The US president will fly Friday to Saudi Arabia, Iran’s main regional rival, following meetings with Israeli and Palestinian officials.
Saudi Arabia and its neighbour the United Arab Emirates have both come under drone attack by Yemen’s Iran-backed Huthi rebels since 2019.
The Wall Street Journal reported last month that senior Israeli and US military officials had visited Egypt to discuss Iranian drones.
Participants in the talks included the UAE and Bahrain, which both normalised ties with Israel in 2020, as well as Saudi Arabia and Qatar, which don’t recognise the Jewish state.
Israel’s Defence Minister Benny Gantz subsequently made comments which were widely interpreted as confirming the discussions.
“We are building our wide partnership with additional countries in the region to ensure a secure, stable and prosperous Middle East. Among other things, this also includes aerial defence,” Gantz said.
The race to develop arsenals of UAVs in the region has been described as a “drone revolution” by Washington’s Middle East Institute.
The normalisation of ties with the Jewish state has “opened new horizons” for Abu Dhabi’s tech sector, the institute said in March, as Israel has been “at the forefront of the drone industry since the 1980s”.
– ‘Significant platform’ –
According to Eyal Pinko, a former Israeli navy intelligence officer, Israel has been anticipating the rising threat of drones from Iran and its regional proxies.
“Since 2009, there was an understanding among Israeli naval intelligence that Hezbollah’s UAVs would be a threat to Israeli rigs,” said Pinko, a specialist at Tel Aviv’s Bar-Ilan University.
“Iran understood many years ago that drones were force multipliers, a significant platform and relatively cheap,” he told AFP.
Earlier this year, the Israeli military said that in March 2021 it had intercepted two Iranian drones laden with weapons for Gaza militants.
Tehran “is positioning itself as a major drone power in the region”, according to an article published by the European Council on Foreign Relations think tank.

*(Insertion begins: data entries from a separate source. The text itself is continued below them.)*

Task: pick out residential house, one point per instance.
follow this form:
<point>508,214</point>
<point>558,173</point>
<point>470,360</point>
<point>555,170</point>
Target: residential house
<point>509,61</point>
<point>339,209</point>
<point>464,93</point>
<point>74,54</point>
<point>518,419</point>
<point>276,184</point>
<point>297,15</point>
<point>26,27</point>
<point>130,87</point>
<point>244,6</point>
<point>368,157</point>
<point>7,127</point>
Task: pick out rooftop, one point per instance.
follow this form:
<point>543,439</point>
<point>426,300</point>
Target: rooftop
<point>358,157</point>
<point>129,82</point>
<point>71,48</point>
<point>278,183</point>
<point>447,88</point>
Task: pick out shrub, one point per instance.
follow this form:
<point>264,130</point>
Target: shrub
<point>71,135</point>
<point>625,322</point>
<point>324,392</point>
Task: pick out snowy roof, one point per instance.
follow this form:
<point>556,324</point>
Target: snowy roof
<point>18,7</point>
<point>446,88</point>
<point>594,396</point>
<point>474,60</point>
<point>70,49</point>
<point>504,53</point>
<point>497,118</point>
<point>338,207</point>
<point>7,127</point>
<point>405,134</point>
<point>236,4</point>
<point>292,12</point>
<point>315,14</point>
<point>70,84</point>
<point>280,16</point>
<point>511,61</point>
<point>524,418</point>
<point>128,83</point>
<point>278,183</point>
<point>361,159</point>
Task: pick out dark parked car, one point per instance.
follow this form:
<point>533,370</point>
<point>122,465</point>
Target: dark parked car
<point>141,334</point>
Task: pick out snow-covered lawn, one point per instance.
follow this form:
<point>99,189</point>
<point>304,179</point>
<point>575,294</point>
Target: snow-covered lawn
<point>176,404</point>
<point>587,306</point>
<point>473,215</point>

“The country built up its vast drone fleet over many years mainly out of necessity, aiming to compensate for its old and decaying air force, which has been battered by decades of sanctions,” the May report said.
Its fleet includes the “Gaza” drone, which can fly for 35 hours, according to Iran’s Fars News Agency.
On Monday, the White House revealed intelligence that Tehran was “preparing to provide Russia with up to several hundred UAVs… on an expedited timeline” for use in the war in Ukraine.
While Israel aims to counter Iranian UAVs with new technology and regional alliances, it may also be going on the offensive.
In March, Israeli media said the army had launched an attack on an Iranian site storing dozens of armed drones.
But weeks later, Iranian state television broadcast footage of a facility hidden in the mountains: an underground base for scores of military UAVs.